The partnership will support projects responsible for the future force modernization that are initiated by the Army Futures Command. The Task Force will form agile teams of operational technical experts to rapidly develop prototype capabilities and create a talent management plan to enable the Army to hire, develop, and retain the necessary skills to support and foster AI development well into the future. Another benefit of this location is engagement with the local innovation ecosystem of defense companies, small businesses, and startups in the Pittsburgh region. The military's current priorities are for applications of artificial intelligence to equipment maintenance/logistics; situational awareness; and humanitarian assistance and disaster relief.

Carnegie Mellon's strengths in artificial intelligence span many disciplines across campus, with AI experts and researchers embedded in almost every school and college. The School of Computer Science, the first college in the world devoted solely to computing, is home to the world's first Ph.D. program in machine learning as well as the top ranked graduate program in AI. This fall, the school also launched the nation's first undergraduate degree program in artificial intelligence. CMU's expertise ranges from machine learning and language understanding to ethics and policy ramifications of emerging technologies. In 2017, a Carnegie Mellon-led team submitted the winning proposal for the Manufacturing USA Advanced Robotics for Manufacturing Institute, which also is directed by the Army and has its main site in Pittsburgh.

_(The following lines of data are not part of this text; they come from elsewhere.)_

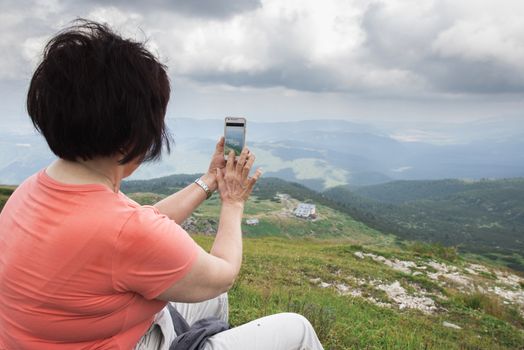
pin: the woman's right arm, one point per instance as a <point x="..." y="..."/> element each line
<point x="215" y="272"/>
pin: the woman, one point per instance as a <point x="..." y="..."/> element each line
<point x="82" y="266"/>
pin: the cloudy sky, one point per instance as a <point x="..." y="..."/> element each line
<point x="384" y="62"/>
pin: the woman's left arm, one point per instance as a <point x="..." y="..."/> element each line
<point x="181" y="204"/>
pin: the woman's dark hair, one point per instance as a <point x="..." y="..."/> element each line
<point x="96" y="94"/>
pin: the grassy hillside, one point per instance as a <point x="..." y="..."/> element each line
<point x="360" y="288"/>
<point x="484" y="217"/>
<point x="354" y="303"/>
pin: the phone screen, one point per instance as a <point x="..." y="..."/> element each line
<point x="235" y="137"/>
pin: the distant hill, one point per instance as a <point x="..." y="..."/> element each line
<point x="317" y="153"/>
<point x="485" y="217"/>
<point x="5" y="192"/>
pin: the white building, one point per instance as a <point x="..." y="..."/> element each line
<point x="252" y="222"/>
<point x="305" y="210"/>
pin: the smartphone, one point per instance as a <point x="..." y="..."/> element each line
<point x="235" y="135"/>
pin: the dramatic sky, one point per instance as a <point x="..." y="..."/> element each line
<point x="382" y="61"/>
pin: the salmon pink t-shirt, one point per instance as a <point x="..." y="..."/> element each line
<point x="81" y="266"/>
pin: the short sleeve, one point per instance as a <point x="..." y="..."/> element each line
<point x="151" y="253"/>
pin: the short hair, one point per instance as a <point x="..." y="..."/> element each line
<point x="95" y="94"/>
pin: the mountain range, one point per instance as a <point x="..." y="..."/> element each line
<point x="317" y="153"/>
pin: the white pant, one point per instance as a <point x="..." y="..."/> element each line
<point x="284" y="331"/>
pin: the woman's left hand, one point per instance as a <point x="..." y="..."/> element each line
<point x="217" y="161"/>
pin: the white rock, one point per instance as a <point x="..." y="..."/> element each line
<point x="359" y="255"/>
<point x="450" y="325"/>
<point x="324" y="285"/>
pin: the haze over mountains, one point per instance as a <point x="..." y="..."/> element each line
<point x="320" y="153"/>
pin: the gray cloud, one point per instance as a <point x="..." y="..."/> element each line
<point x="197" y="8"/>
<point x="351" y="57"/>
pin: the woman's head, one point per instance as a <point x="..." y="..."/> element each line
<point x="96" y="94"/>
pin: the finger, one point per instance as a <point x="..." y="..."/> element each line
<point x="253" y="180"/>
<point x="219" y="148"/>
<point x="242" y="159"/>
<point x="230" y="161"/>
<point x="247" y="167"/>
<point x="220" y="179"/>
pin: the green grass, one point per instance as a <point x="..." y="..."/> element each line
<point x="275" y="278"/>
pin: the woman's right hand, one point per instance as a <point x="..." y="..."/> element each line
<point x="234" y="183"/>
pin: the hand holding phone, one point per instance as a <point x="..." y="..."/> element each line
<point x="235" y="135"/>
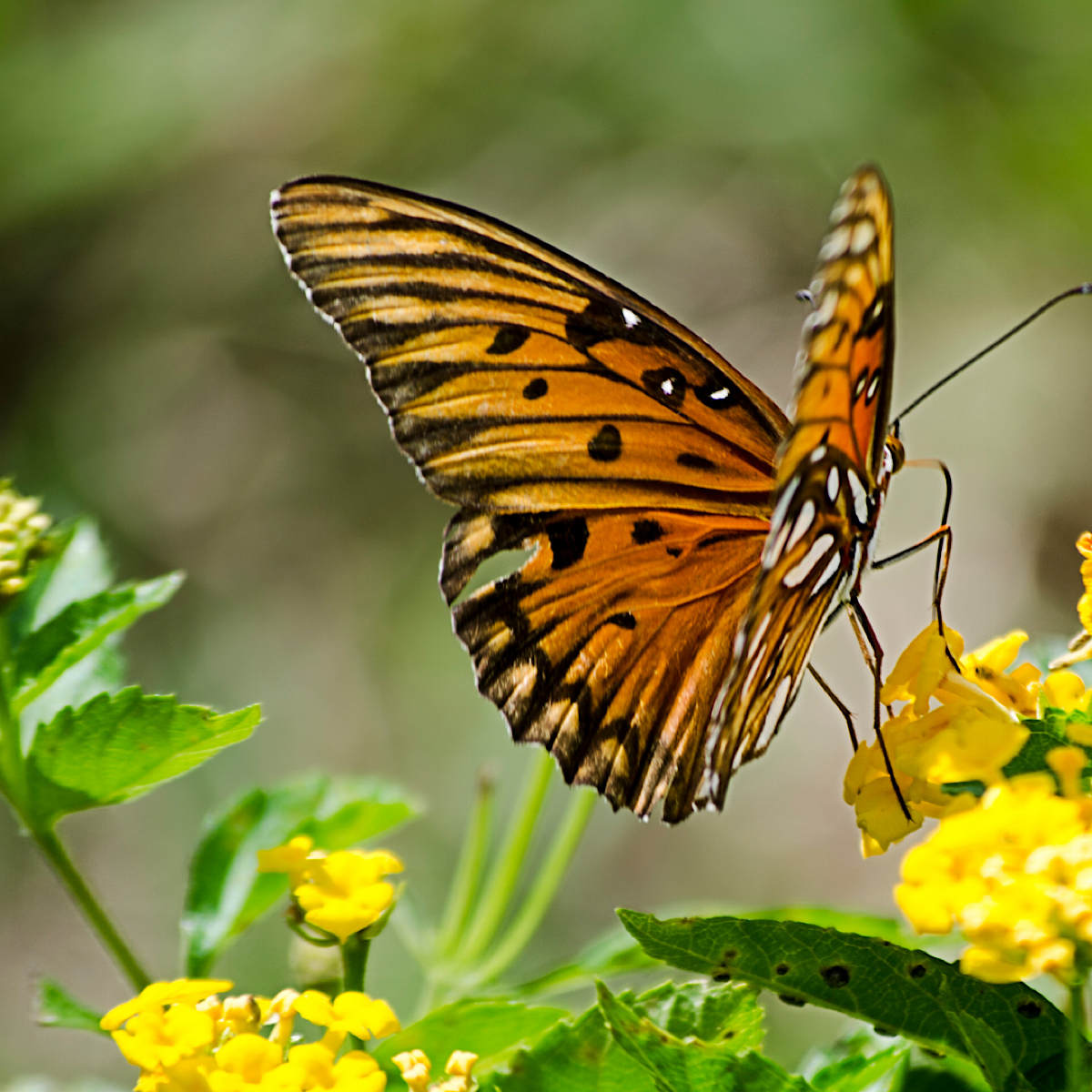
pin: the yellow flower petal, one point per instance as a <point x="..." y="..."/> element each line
<point x="158" y="994"/>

"Carnegie Mellon has long been a leader in fundamental research in AI, largely because of our interdisciplinary approach blending computer science, psychology, engineering, ethics and other disciplines," said Tom Mitchell, interim dean of the School of Computer Science. "This new effort will further strengthen our ability to partner with other universities, companies and government agencies to bring in even more diverse perspectives to move the field forward."